Premio Racconti nella Rete 2025 “Il coro” di Roberto Ghidorsi
Categoria: Premio Racconti nella Rete 2025Un coro, di voci bianche. In una piccola chiesa di paese, la sera di una settimana prima di Natale. Sono una ventina di bambini, composti su due file, i maschi dietro, sono i contralti, le femmine davanti: i soprani. Sono disposti in un cerchio, davanti all’altare, così il nostro sguardo può liberamente girarci intorno, durante tutta l’esecuzione del brano. È una musica di un giovane compositore, composta su una poesia di Pascoli. L’organo comincia a suonare le note dell’introduzione, che servono a intonare e a guidare il canto dei ragazzi, anche lui rotondo, ripetitivo, cadenzato sul breve e semplice testo.

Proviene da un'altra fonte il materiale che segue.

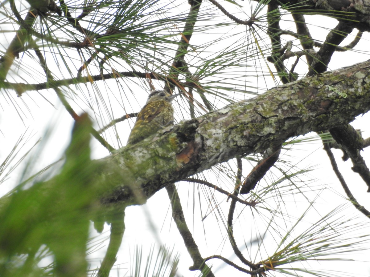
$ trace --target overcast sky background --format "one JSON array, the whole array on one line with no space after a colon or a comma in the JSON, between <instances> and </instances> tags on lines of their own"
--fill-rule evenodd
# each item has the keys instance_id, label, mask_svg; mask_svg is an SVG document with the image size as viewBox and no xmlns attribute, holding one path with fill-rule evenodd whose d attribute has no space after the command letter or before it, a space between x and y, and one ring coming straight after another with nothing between
<instances>
[{"instance_id":1,"label":"overcast sky background","mask_svg":"<svg viewBox=\"0 0 370 277\"><path fill-rule=\"evenodd\" d=\"M223 2L222 4L224 4ZM226 6L226 4L225 5ZM307 16L306 18L309 24L319 24L321 27L329 28L335 26L336 22L327 17L316 16ZM282 25L281 27L283 28L283 26ZM315 28L313 31L311 30L312 33L313 33L314 32L322 32L323 34L322 39L324 39L326 33L322 32L322 29L320 28ZM315 35L317 34L315 33ZM12 38L12 34L8 37L8 42ZM361 53L353 51L350 53L334 54L329 65L330 69L334 69L369 59L370 58L368 52L369 37L368 34L364 34L364 38L356 47L356 49L359 49L361 52ZM317 37L315 37L315 38ZM349 38L343 44L346 44L347 41L348 41L347 43L349 43L353 38L353 37ZM198 41L196 38L194 37L192 39ZM7 44L3 42L0 46L6 49ZM364 52L367 51L368 51L367 54L364 54ZM270 78L267 79L266 82L266 86L268 88L275 86L274 82ZM98 85L104 86L102 84L98 84ZM138 88L137 89L140 89ZM136 99L132 100L132 103L135 103L132 105L136 105L134 107L136 111L138 111L145 103L148 93L148 92L143 91L141 94L142 97L139 96ZM9 177L7 179L1 184L0 195L2 196L23 179L25 176L29 175L30 172L36 172L63 157L64 150L69 142L70 131L73 122L64 107L59 103L57 98L53 91L29 92L24 94L21 98L17 98L15 95L7 95L3 91L1 93L0 96L0 141L3 147L0 149L0 161L2 161L4 160L14 146L15 142L23 134L25 137L23 141L27 142L23 150L20 151L20 155L28 150L30 146L38 139L42 138L41 142L35 147L31 154L23 163L22 166L18 167ZM47 101L45 100L46 98ZM180 101L181 103L181 100ZM50 105L50 103L53 105ZM111 105L116 104L118 107L121 105L120 103L115 103L114 101L112 102ZM181 107L176 104L175 105L176 112L180 113ZM79 110L78 107L76 107L75 110L77 111ZM121 114L117 114L116 117L119 117L123 114L123 113ZM179 117L178 116L178 118ZM370 132L368 129L363 130L363 129L368 128L369 122L370 118L368 115L366 115L363 117L360 117L353 122L353 125L355 128L361 129L363 131L363 136L364 138L367 138L370 136ZM129 129L127 129L127 126L130 124L132 126L132 124L131 121L117 124L117 129L121 130L118 133L120 139L124 144L128 137L127 130ZM307 136L314 134L308 134ZM108 155L106 149L95 140L92 140L91 145L92 158L98 159ZM301 147L302 150L293 153L291 151L285 153L287 155L293 154L295 156L291 157L293 163L296 163L297 167L300 168L314 165L316 169L312 172L314 174L312 178L317 179L319 180L317 182L321 184L327 184L332 188L323 192L320 195L320 198L318 200L319 204L317 206L322 209L312 211L310 214L312 217L305 218L307 222L314 222L317 220L320 214L324 214L326 211L330 211L335 207L345 203L346 201L343 196L344 193L332 170L329 166L329 159L322 150L322 146L320 142L307 143L302 145L295 145L293 147L295 149ZM339 162L342 153L338 150L333 150L333 151L338 158ZM370 156L367 151L368 152L368 150L365 150L365 151L363 152L363 156L366 160L368 161L368 163L370 163ZM15 161L13 163L15 164ZM350 163L350 161L349 161L345 163L341 162L339 164L340 168L342 172L345 172L344 174L345 178L355 197L361 204L368 209L370 209L370 201L369 201L370 194L366 193L367 188L366 185L357 175L351 172L351 166L349 165ZM23 175L26 167L27 167L27 173ZM234 168L236 168L235 165ZM245 170L243 172L245 174L247 174L248 169ZM50 174L52 175L52 173ZM212 181L212 180L209 181ZM204 215L209 213L210 215L204 222L202 221L202 216L199 211L199 205L198 203L193 202L192 200L193 195L195 195L195 198L198 197L195 186L188 183L183 182L178 184L179 193L183 196L181 200L185 213L185 219L189 229L194 231L195 239L199 247L201 253L204 257L216 253L231 259L233 254L230 250L228 239L225 236L225 228L223 226L220 226L220 223L216 220L214 215L209 211L202 211ZM256 189L261 188L261 187L259 187ZM188 195L191 197L187 197ZM220 205L225 205L225 207L227 206L226 199L223 196L218 195L217 197L217 201ZM186 201L187 199L188 201ZM291 203L285 204L286 208L290 209L289 211L292 214L296 213L296 210L297 209L297 206L300 205L299 201L296 202L295 200L292 199ZM206 199L202 199L202 201L204 201L202 207L206 207ZM170 220L170 206L167 193L164 190L162 190L149 199L147 204L140 206L129 207L126 209L125 218L126 229L121 246L121 252L118 255L120 259L117 263L120 265L118 267L120 270L119 271L112 270L111 276L128 276L129 273L131 272L130 265L133 262L133 253L136 246L142 246L145 257L145 253L148 253L148 249L155 244L156 247L161 244L171 246L174 246L175 252L179 252L181 257L179 272L180 275L186 277L199 275L196 272L189 271L187 269L189 266L192 265L192 262L186 252L175 225ZM361 215L350 205L348 204L347 206L345 213L349 218L361 217ZM243 232L242 237L244 237L246 241L255 237L254 232L256 229L258 229L253 226L253 222L250 222L247 219L249 213L251 212L249 210L249 208L247 207L242 211L240 211L240 216L242 217L245 216L245 218L236 223L243 225L240 229L243 231L245 230L245 233ZM299 216L299 214L295 215L297 217ZM362 217L363 219L363 217ZM368 233L370 225L366 223L364 220L364 233ZM302 226L302 228L303 228L304 227ZM204 228L206 230L205 235L204 234ZM106 225L103 233L96 238L95 240L98 241L104 237L108 238L109 233L107 231L109 229L109 226ZM298 229L297 232L298 232ZM92 226L91 235L92 236L98 235ZM102 258L104 255L105 248L103 245L105 244L106 246L108 240L106 239L103 241L102 245L103 248L98 251L94 252L90 256L92 267L98 266L101 261L100 259ZM242 247L241 244L240 246ZM364 245L364 247L369 249L370 246L368 244ZM130 249L129 252L127 251L128 249ZM248 252L248 250L244 250L244 251ZM363 260L364 261L363 262L348 262L347 263L333 261L332 262L332 263L330 264L330 266L339 271L348 271L353 274L353 275L349 275L349 276L370 276L369 257L370 251L368 250L364 251L359 256L353 256L354 259ZM347 257L352 258L352 256ZM255 258L256 261L259 260L258 257ZM143 258L143 260L145 263L146 259ZM46 264L48 261L46 260L44 262ZM208 263L209 264L213 264L213 272L216 276L225 276L227 274L236 277L245 276L245 274L238 273L231 267L225 265L223 263L213 260L212 263ZM302 266L302 265L300 266ZM319 263L315 266L320 268L320 267L327 266L326 263L324 264L323 263ZM215 269L217 270L215 270ZM273 275L273 273L272 274ZM356 275L356 274L359 275ZM276 276L279 275L277 274Z\"/></svg>"}]
</instances>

Un marciapiede, in un grande sottopasso di una grande città. La stessa sera. C’è un grosso fagotto. Una coperta che avvolge un’altra coperta, sopra un cartone che è stato appoggiato sul marciapiede, nel ristretto spazio tra un pilastro e il successivo della lunga galleria. Il fagotto nasconde un uomo, che dorme. È solo, non ha più nessuno che può prendersi cura di lui. Tecnicamente è orfano. Di tutto.
Metà dei ragazzi ha iniziato a cantare, i rimanenti sono ancora immobili e impettiti nel loro maglione nero, i colletti bianchi delle camicie, le braccia distese lungo i fianchi, le mani appoggiate ai pantaloni scuri. Non ci guardano, mentre con il nostro sguardo cominciamo a girare loro intorno, lentamente.
Lenta fiocca, fiocca la neve. Lenta, lenta fiocca la neve…
Fuori dal sottopasso sta piovendo. Una pioggia sottile, ma intensa. Le auto la trascinano all’interno della galleria, con i loro pneumatici, con i parabrezza, con i tergicristalli che vi oscillano sopra. Lasciano scie di bagnato sempre più larghe, più scure.
(Lenta fiocca, fiocca la neve. Lenta, lenta fiocca la neve…)
Un istante prima che noi leviamo gli occhi verso l’alto, verso la volta a crociera che copre l’abside della piccola chiesa, anche l’altra metà dei ragazzi inizia a cantare. È la linea melodica del brano, che si appoggia sulla precedente armonia di base, ma le si mantiene distinta.
Senti: una zana dondola pian piano…
Verde, la volta in pietra costruita all’interno dell’incrocio tra due costoloni, anch’essi in pietra. Un verde scuro, di muschio, di sottobosco, che volutamente è stato messo a contrastare con i rossi, gli arancioni e gli ocra delle scene affrescate sulla faccia dell’arco che prospetta sulla corta navata dei fedeli. Sono tante scene, in sequenza: una presentazione al Tempio, un’Assunzione, una Natività.
…un bimbo piange, il piccol dito in bocca…
(Lenta, lenta fiocca la neve…)
Se, all’aperto, la città avvolta dal buio è silenziosa, tutto sommato, sotto le campate di quei grossi e alti pilastri in cemento, illuminati da diverse file di luci arancioni e fioche, il frastuono è assordante. Per tutta la galleria rimbombano, rimbalzando sulle pareti, contro la volta, le vibrazioni delle auto che si inseguono, i rumori dei motori che accelerano per non perdere il semaforo posizionato in corrispondenza dell’uscita là in fondo, squarciano i timpani i colpi di clacson che intimano al veicolo che precede di non azzardarsi a rallentare, perché tra due secondi diventerà giallo.
… canta una vecchia, il mento sulla mano…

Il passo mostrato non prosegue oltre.